Understand these shrub basics

  •  Because shrubs are substantial and long-lived, they play a vital role in turning a patch of ground into a garden.
  • The difference between a shrub and a tree is not just a matter of height. Both have stout, woody branches that stay alive the entire year, but a shrub initiates its branches at, near, or below ground level, while a tree usually has a single trunk with branches starting some distance up.
  • Large shrubs can be pruned to look like small trees, and many trees can be trained to grow like shrubs.
  • Filling the middle ground between trees and flowers, shrubs are the permanent framework around which showy annuals and perennials are interwoven year by year. Shrubs can be used for foundation plantings and borders, interplanted with flowers, used in their prostrate or creeping forms as ground covers, or encouraged to form their own striking silhouettes.
  • Shrubs add emphasis and variety to a garden, and can help keep things looking lively in the winter.

Decide between deciduous and evergreen shrubs

  • A deciduous plant drops its leaves in the fall, often with a spectacular display of colour prior to leaf-drop. It spends the winter in bare-framed dormancy before leafing out again in the spring.
  • Compared with evergreens, which retain their foliage all winter, many deciduous shrubs make up for their winter drabness with a spectacular spring or summer show of flowers, and perhaps with a fall display of coloured leaves as well.
  • Many gardeners value deciduous shrubs because they change with the seasons. Also, most deciduous shrubs are less expensive than evergreens and grow more rapidly.
  • On the other hand, evergreens provide winter colour and offer certain other advantages. For example, many kinds thrive in shady places and they give the landscape year-round stability.
  • There are broad-leaved evergreens, and there are those with needles. The farther south you go, the wider choice of broad-leaved evergreens you'll have.
  • Needle or coniferous evergreens flourish throughout most of North America. They offer a wide range of shapes, colours, and textures, and are often best planted along with deciduous shrubs.
  • A shrub may be upright, rounded, weeping, or spreading. The shape you choose depends largely on your overall plan for the garden.

Choosing shrubs for small gardens

  • If you have a small garden, make sure that the shrubs you choose are in line with the garden size and won't be too large when they mature.
  • Alternatively, plant shrubs such as the red-twigged dogwood (Cornus stolonifera) that can be cut back significantly every couple of years.

Designing for colour

  • You should decide before planting whether adjacent shrubs should be in flower at the same time, and if so, how well the colours of their blossoms will combine.
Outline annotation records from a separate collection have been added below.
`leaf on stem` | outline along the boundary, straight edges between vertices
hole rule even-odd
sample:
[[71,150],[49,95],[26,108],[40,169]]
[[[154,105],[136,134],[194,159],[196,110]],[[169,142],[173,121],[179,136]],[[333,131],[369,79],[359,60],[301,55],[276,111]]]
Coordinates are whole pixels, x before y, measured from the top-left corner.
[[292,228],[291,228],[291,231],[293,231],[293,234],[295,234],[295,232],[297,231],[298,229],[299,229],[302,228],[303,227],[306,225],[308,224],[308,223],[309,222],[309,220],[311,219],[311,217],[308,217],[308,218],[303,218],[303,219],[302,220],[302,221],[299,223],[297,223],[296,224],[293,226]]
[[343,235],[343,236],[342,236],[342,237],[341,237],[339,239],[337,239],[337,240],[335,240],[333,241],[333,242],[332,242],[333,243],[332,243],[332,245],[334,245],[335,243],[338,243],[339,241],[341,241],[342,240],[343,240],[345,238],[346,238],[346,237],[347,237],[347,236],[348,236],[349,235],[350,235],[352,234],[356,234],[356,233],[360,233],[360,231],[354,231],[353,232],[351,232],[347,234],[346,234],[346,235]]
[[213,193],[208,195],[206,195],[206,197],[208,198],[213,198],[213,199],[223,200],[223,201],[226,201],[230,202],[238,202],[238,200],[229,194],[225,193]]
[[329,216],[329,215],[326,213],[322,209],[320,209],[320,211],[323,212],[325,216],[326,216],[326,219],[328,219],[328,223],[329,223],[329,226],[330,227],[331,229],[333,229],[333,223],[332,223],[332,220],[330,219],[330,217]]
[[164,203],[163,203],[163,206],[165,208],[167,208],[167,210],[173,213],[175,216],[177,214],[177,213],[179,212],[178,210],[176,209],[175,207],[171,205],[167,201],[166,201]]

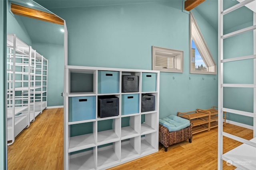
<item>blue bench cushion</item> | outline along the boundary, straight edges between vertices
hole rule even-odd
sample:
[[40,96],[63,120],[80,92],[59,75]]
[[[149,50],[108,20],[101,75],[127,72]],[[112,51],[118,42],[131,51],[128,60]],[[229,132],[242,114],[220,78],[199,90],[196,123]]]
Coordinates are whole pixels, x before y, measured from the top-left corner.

You can weave a striking tapestry by alternating colourful and plain shrubs, or ones with complementary foliage colours. You can also combine masses of the same colourful shrub for a striking effect.
  • You can even plan seasonally, using colour to enliven the winter landscape and suggest coolness on sweltering summer days.

There's a lot to consider when looking to add shrubs to your garden. Careful planning is well worth the effort though, and will reward you with a striking display that can tie your whole garden together. So use this guide and get planting!